DebBTX Posted 7 Aug 2008 , 2:40pm
post #23 of 60
Quote:
Originally Posted by Mac

Debbie--
I talked with the Comptroller's office when I was starting. They told me that I don't charge tax if it is something they don't eat on your premises. I could even sell a cookie and they eat it there without charging tax. But if I had actual walk-in business (which I don't), and someplace for people to sit, I would have to charge tax.




Then we are in agreement and on the same page.

Thank you Mac,

-Debbie B.

sweetcakes Posted 7 Aug 2008 , 2:46pm
post #24 of 60

my kitchen is in part of my garage. so i walk out my kitchen door, into the hall of my garage, in through another door takes me into my laundry room, in another door takes me into my living area space. or i can come out the kitchen and go out the back door to outside.

As for taxes i dont charge any on the cakes, but if i sell a couple of boards, or boxes, or rent out a cake stand i do. if you charge delivery your supposed to tax that, so its better to have it in the total cake price. i have to submit my tax $ by Jan 20th each year.

Denise Posted 7 Aug 2008 , 5:58pm
post #25 of 60

My taxes are paid in with my regular income tax as additional income. So I do have an existing business - I just don't have a separate kitchen at this time. I make sure that I keep good records on what I charge and my milage and expenses.

I hope to have a separate kitchen next year and am saving money for it now. I will consult Mr. Z (Taxman / cake decorator) exactly how to maximize my income and still pay the correct amount of taxes. As I said, I never want to be on the wrong side of the IRS. They couldn't are less how you make the money as long as you pay taxes on it.

SweetConfectionsChef Posted 7 Aug 2008 , 6:33pm
post #26 of 60

If you are engaged in business in Texas you have to file for a sales tax permit. To do that you have to have a legal business. For you to have a legal business you have to work out of a licensed kitchen with a licensed food manager on duty. So to say that all you are lacking is the licensed kitchen is ridiculous. That's the back bone of what makes you a legal viable business.

As for the sales tax....if you are serving something ready to consume with eating utensils it is taxable. If you are giving the customer a whole cake or cookies/cupcakes in a box then it is non-taxable. It doesn't matter if they are actually eating it on premises...prepared ready to eat food is taxable in Texas. Now I must say, until 2007 whole cakes were taxed. They changed the law in September of that year and didn't notify anyone...which they never do anyway. That was a bookeeping nightmare.

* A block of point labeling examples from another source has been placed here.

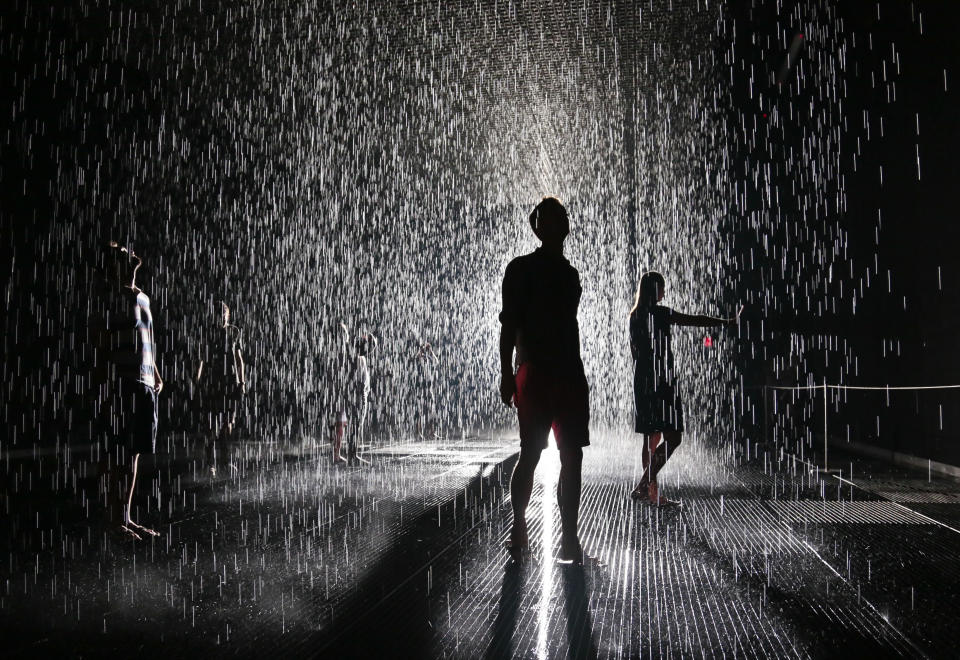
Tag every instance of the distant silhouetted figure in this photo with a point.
(358, 386)
(126, 341)
(659, 410)
(541, 293)
(223, 385)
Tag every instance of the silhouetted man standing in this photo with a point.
(541, 293)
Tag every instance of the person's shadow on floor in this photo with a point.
(501, 643)
(576, 603)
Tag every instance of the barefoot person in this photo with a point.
(659, 410)
(127, 338)
(541, 293)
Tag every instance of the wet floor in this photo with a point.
(401, 556)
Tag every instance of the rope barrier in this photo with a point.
(884, 388)
(826, 386)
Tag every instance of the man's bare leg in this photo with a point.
(568, 499)
(521, 488)
(128, 523)
(648, 454)
(671, 440)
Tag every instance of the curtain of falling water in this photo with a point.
(374, 163)
(311, 164)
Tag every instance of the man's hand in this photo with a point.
(508, 389)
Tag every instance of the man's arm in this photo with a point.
(700, 320)
(508, 385)
(509, 314)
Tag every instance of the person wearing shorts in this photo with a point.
(130, 352)
(541, 295)
(657, 405)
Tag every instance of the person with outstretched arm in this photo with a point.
(657, 404)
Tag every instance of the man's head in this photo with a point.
(549, 221)
(119, 265)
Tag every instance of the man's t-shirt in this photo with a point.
(541, 294)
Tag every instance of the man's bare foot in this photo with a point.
(518, 541)
(145, 530)
(570, 550)
(656, 498)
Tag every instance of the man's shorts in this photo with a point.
(140, 419)
(545, 401)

As for sending in hobby income to the IRS trying to be as legal as possible...if you are running a full fledged "business" with advertising, website, phone numbers, business cards, contracts (even though they are not binding), and keeping accounting books....that is NOT a hobby. That is running an illegal business operation.

Denise Posted 7 Aug 2008 , 10:17pm
post #27 of 60

I am sorry that I seem ridiculous to you. I pay taxes and am in a county that is well aware that I am here. It is a non issue with them and as well as to me. I do not sell cakes by the slice. It is whole cakes only.

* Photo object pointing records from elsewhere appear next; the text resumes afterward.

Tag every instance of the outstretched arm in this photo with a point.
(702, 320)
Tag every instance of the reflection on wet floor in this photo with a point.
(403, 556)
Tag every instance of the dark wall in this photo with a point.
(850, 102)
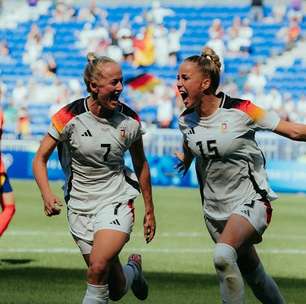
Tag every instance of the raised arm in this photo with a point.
(51, 203)
(292, 130)
(142, 171)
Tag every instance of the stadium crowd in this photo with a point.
(42, 63)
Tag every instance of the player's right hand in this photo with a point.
(52, 204)
(180, 166)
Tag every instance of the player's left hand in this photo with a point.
(180, 166)
(149, 226)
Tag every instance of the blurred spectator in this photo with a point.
(64, 12)
(126, 44)
(161, 45)
(165, 110)
(144, 48)
(295, 10)
(248, 93)
(23, 123)
(290, 107)
(44, 67)
(278, 13)
(290, 34)
(256, 11)
(33, 46)
(274, 100)
(245, 34)
(157, 13)
(93, 39)
(5, 53)
(216, 30)
(301, 106)
(235, 41)
(20, 93)
(48, 37)
(217, 44)
(256, 80)
(174, 42)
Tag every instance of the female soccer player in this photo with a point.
(7, 201)
(218, 131)
(91, 135)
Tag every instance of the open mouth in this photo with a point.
(115, 96)
(184, 95)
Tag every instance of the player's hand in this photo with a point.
(52, 204)
(149, 226)
(180, 166)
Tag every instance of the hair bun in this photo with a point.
(91, 56)
(210, 54)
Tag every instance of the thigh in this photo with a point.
(115, 216)
(214, 227)
(258, 214)
(107, 245)
(238, 231)
(248, 259)
(81, 228)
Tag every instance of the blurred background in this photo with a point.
(43, 47)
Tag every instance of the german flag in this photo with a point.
(144, 82)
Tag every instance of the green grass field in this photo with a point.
(40, 264)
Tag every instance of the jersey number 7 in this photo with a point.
(107, 148)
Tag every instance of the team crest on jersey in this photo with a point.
(224, 126)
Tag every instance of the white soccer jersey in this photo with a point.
(230, 166)
(91, 153)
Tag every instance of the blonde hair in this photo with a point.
(209, 64)
(94, 68)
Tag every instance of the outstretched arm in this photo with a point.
(142, 171)
(8, 210)
(52, 203)
(292, 130)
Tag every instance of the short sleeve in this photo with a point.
(262, 118)
(59, 121)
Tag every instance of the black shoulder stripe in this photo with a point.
(77, 107)
(186, 112)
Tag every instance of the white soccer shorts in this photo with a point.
(115, 216)
(258, 214)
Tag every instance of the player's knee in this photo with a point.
(97, 268)
(116, 295)
(224, 256)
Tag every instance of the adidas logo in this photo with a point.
(87, 133)
(115, 222)
(246, 212)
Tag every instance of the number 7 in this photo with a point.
(107, 146)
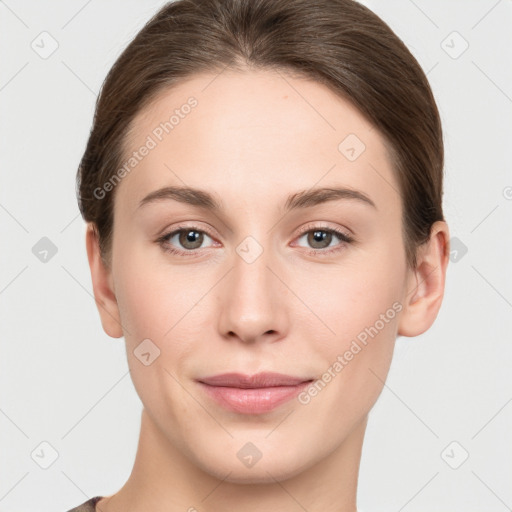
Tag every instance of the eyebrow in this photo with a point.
(300, 199)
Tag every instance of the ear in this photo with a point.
(102, 284)
(425, 284)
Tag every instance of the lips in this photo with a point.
(252, 394)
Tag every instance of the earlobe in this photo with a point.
(425, 285)
(102, 284)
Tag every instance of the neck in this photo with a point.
(165, 479)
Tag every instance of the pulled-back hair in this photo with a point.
(339, 43)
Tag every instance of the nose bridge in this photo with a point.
(249, 305)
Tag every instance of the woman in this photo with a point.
(263, 191)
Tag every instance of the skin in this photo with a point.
(254, 138)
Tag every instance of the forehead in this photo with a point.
(255, 133)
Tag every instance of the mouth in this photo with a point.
(256, 394)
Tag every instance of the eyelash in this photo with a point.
(344, 237)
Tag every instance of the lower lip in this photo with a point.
(253, 400)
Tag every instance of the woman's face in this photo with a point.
(261, 283)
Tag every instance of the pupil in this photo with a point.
(194, 238)
(319, 237)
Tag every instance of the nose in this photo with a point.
(252, 301)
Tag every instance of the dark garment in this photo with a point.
(87, 506)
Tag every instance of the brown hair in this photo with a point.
(339, 43)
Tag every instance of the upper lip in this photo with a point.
(259, 380)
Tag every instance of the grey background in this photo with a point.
(66, 383)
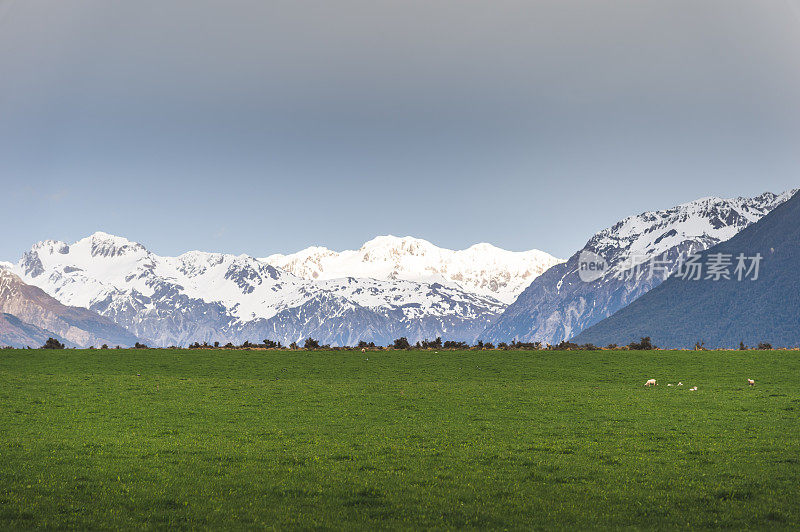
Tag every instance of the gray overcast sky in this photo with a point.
(261, 126)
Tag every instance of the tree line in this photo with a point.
(403, 343)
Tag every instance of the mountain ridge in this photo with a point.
(720, 312)
(637, 253)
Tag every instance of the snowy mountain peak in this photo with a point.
(215, 296)
(482, 268)
(639, 251)
(702, 222)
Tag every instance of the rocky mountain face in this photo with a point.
(620, 264)
(715, 303)
(481, 269)
(216, 297)
(16, 333)
(30, 316)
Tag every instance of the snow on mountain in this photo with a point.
(29, 316)
(640, 252)
(202, 296)
(482, 269)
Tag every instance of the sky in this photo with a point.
(262, 127)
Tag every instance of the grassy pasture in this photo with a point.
(478, 439)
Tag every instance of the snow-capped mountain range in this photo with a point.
(388, 288)
(418, 290)
(640, 252)
(481, 269)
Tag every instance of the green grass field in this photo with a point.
(477, 439)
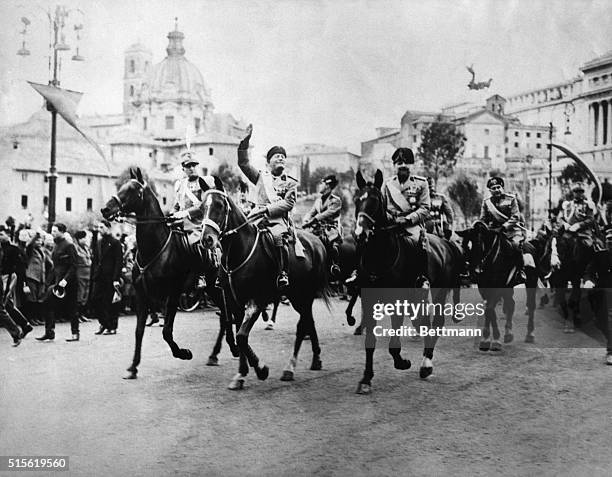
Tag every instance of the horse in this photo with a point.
(249, 270)
(573, 257)
(387, 260)
(491, 261)
(164, 261)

It seems to me that you have a problem with home bakers. Sorry this has hit a sore spot with you.

Mac Posted 7 Aug 2008 , 10:28pm
post #28 of 60

Actually, most of these questions are better answered by a professional that deals with the IRS, the people at YOUR local comptroller office as well as any other LOCAL licensing office.

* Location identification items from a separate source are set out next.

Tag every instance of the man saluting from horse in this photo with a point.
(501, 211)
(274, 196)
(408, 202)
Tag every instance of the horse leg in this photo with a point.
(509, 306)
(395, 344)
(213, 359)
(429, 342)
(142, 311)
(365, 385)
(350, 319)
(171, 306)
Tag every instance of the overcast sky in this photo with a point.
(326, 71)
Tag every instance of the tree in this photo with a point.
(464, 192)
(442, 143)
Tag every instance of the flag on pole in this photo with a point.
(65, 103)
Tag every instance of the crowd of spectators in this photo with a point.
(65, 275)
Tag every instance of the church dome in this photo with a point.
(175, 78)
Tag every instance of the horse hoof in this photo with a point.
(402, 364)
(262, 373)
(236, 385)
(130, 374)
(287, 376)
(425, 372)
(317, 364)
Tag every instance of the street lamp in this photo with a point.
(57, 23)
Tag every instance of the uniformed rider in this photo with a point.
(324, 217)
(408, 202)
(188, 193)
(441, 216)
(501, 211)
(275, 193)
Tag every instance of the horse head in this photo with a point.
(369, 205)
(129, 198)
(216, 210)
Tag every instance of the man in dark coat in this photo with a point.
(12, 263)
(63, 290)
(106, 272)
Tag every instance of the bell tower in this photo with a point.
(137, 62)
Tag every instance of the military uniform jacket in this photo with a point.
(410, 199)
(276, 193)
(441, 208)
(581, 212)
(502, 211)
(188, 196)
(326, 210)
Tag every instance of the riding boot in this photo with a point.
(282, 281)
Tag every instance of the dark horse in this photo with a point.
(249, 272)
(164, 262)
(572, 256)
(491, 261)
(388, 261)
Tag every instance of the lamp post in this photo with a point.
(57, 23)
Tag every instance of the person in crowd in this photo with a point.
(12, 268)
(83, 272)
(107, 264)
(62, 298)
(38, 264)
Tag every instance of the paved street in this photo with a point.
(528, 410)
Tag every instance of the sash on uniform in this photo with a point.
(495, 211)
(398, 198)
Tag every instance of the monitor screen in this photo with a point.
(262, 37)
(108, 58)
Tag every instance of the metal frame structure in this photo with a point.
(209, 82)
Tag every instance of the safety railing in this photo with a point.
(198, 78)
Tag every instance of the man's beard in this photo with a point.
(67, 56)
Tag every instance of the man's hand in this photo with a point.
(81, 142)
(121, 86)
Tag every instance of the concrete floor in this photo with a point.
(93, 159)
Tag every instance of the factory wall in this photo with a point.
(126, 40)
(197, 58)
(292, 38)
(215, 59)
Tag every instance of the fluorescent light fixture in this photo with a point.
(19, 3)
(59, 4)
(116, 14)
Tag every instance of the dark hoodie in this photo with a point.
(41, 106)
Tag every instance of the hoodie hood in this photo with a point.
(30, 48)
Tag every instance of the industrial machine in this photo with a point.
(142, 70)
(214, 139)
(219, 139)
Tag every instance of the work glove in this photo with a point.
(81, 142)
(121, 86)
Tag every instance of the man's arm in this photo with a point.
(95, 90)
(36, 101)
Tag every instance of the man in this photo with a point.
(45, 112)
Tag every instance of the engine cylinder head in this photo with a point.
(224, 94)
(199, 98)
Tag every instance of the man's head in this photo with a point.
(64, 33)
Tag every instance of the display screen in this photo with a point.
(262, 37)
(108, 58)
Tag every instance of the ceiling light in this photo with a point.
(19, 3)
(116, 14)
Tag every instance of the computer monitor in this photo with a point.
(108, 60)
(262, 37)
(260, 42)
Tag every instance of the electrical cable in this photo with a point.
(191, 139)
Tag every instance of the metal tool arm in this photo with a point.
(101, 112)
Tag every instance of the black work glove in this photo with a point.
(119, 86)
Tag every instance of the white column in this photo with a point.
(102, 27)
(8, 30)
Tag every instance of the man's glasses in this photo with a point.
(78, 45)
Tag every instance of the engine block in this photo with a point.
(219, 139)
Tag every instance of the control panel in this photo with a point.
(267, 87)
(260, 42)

As you can see, even in the HUGE state of Texas, there are still varying answers to all these questions. There is no need to get on a soapbox (either way). icon_biggrin.gif

DebBTX Posted 7 Aug 2008 , 11:03pm
post #29 of 60

I want to apologize for starting a problem between you girls. I really didn't intend to talk about a subject that would cause hurt feelings.
I hope that y'all will forgive me.

-Debbie B.

Denise Posted 7 Aug 2008 , 11:09pm
post #30 of 60

Debbie, no need to apologize. I am like the county I live in. It is a non issue for me. Hugs to you and come bake in our county with us!